Configuring and deploying Splunk Data Management Pipeline Builders
Splunk Data Management Pipeline Builders are data processing solutions to help optimize costs around data access, storage and transfer. They also significantly improve your time to value given that you are working with smaller, enriched and more contextual data sets at search time.
Edge Processor is customer-hosted and works at the edge of your network, while Ingest Processor is Splunk-hosted and offers processing on ingest. You can use either pipeline builder to filter, mask, and transform your data before routing the processed data to supported destinations. Learn more about how Edge Processor and Ingest Processor work.
This article will walk you through how to configure and deploy an Edge Processor or Ingest Processor so you can create a pipeline to transform and manage data. It will also introduce some of the core features of these powerful tools and how they can help you manage your data more efficiently.

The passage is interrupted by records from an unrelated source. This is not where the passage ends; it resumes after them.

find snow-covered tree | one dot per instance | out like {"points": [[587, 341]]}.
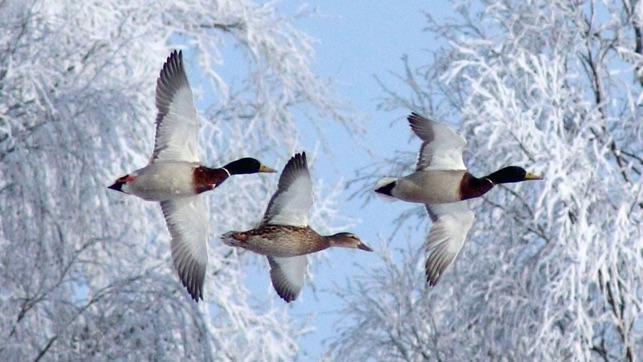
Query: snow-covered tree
{"points": [[85, 273], [551, 271]]}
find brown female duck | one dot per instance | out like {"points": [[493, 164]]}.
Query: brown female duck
{"points": [[284, 235], [176, 178], [442, 182]]}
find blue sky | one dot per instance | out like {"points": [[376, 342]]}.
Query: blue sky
{"points": [[358, 41]]}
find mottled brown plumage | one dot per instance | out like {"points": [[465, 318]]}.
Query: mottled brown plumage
{"points": [[442, 182]]}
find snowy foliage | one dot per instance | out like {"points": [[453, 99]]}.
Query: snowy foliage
{"points": [[86, 273], [551, 271]]}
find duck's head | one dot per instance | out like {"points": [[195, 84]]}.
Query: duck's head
{"points": [[511, 174], [247, 165], [348, 240]]}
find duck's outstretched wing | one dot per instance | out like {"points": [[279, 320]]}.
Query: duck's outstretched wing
{"points": [[287, 275], [188, 224], [177, 125], [442, 147], [451, 223], [294, 196]]}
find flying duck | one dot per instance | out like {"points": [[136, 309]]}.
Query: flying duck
{"points": [[442, 183], [176, 178], [284, 235]]}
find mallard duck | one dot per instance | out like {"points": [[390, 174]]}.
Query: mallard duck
{"points": [[176, 178], [442, 183], [284, 235]]}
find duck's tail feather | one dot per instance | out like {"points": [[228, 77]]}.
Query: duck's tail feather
{"points": [[118, 186], [385, 186]]}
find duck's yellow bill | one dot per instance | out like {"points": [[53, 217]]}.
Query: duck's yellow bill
{"points": [[531, 176]]}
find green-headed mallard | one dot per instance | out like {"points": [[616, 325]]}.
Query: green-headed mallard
{"points": [[176, 178], [441, 182], [284, 235]]}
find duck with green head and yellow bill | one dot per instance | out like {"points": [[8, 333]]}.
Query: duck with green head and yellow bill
{"points": [[176, 178], [443, 184]]}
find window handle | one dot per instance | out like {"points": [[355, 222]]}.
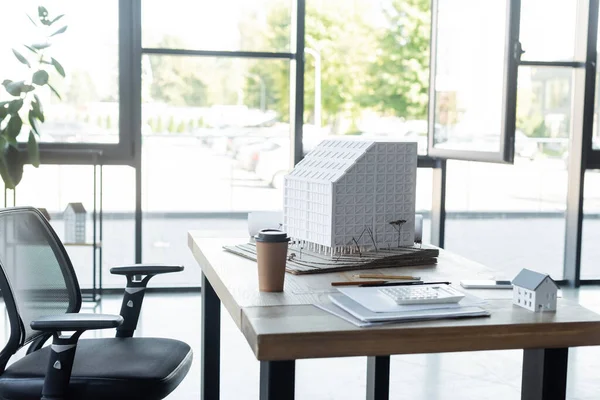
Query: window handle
{"points": [[518, 51]]}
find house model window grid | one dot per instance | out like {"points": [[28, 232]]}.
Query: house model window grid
{"points": [[75, 223], [350, 196], [534, 291]]}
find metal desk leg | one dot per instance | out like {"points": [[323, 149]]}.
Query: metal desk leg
{"points": [[211, 342], [544, 374], [277, 380], [378, 378]]}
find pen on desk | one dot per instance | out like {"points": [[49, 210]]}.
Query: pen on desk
{"points": [[356, 283], [387, 277], [403, 283]]}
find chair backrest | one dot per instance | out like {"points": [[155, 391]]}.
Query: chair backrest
{"points": [[36, 276]]}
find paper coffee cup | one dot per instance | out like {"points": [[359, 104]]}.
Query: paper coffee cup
{"points": [[271, 255]]}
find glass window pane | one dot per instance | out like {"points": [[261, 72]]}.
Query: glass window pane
{"points": [[386, 44], [471, 36], [88, 51], [218, 148], [544, 112], [547, 30], [53, 187], [513, 216], [596, 132], [590, 251], [508, 217], [256, 25]]}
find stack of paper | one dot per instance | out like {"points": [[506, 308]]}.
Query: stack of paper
{"points": [[367, 306]]}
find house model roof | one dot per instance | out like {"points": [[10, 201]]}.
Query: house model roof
{"points": [[330, 160], [76, 207], [530, 280]]}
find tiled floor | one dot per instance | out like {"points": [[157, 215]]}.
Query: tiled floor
{"points": [[478, 376]]}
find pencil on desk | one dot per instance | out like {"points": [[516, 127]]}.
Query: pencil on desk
{"points": [[382, 276]]}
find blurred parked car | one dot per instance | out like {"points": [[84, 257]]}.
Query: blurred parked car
{"points": [[273, 163], [248, 156], [525, 146]]}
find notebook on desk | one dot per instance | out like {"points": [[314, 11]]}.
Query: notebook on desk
{"points": [[419, 313]]}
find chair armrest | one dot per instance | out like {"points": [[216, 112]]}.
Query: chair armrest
{"points": [[76, 322], [137, 276], [62, 351], [145, 269]]}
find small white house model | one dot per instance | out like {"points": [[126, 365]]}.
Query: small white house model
{"points": [[534, 291], [351, 196], [75, 219]]}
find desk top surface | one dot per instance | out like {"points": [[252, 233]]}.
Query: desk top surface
{"points": [[280, 326]]}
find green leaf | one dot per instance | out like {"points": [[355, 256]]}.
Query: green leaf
{"points": [[32, 21], [58, 32], [14, 163], [6, 177], [37, 107], [34, 150], [16, 88], [32, 122], [3, 110], [20, 57], [40, 46], [56, 19], [58, 67], [27, 88], [40, 77], [14, 106], [34, 51], [13, 128], [13, 88], [54, 91]]}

You are currently at Phase 2 in the Data Management Pipeline Builders getting started guide. Navigate to Phase 1 for an overview of getting started with pipeline builders.
Prerequisites
- Verify that you have access to Splunk Data Management (learn more).
- Connect your tenant to a Splunk Cloud Platform deployment. If you are the first user on your tenant, you need to complete the first-time setup instructions to connect your tenant. This connection will provide indexes for storing the logs and metrics passing through the processors.
- First-time setup instructions for Edge Processor.
- First-time setup instructions for Ingest Processor.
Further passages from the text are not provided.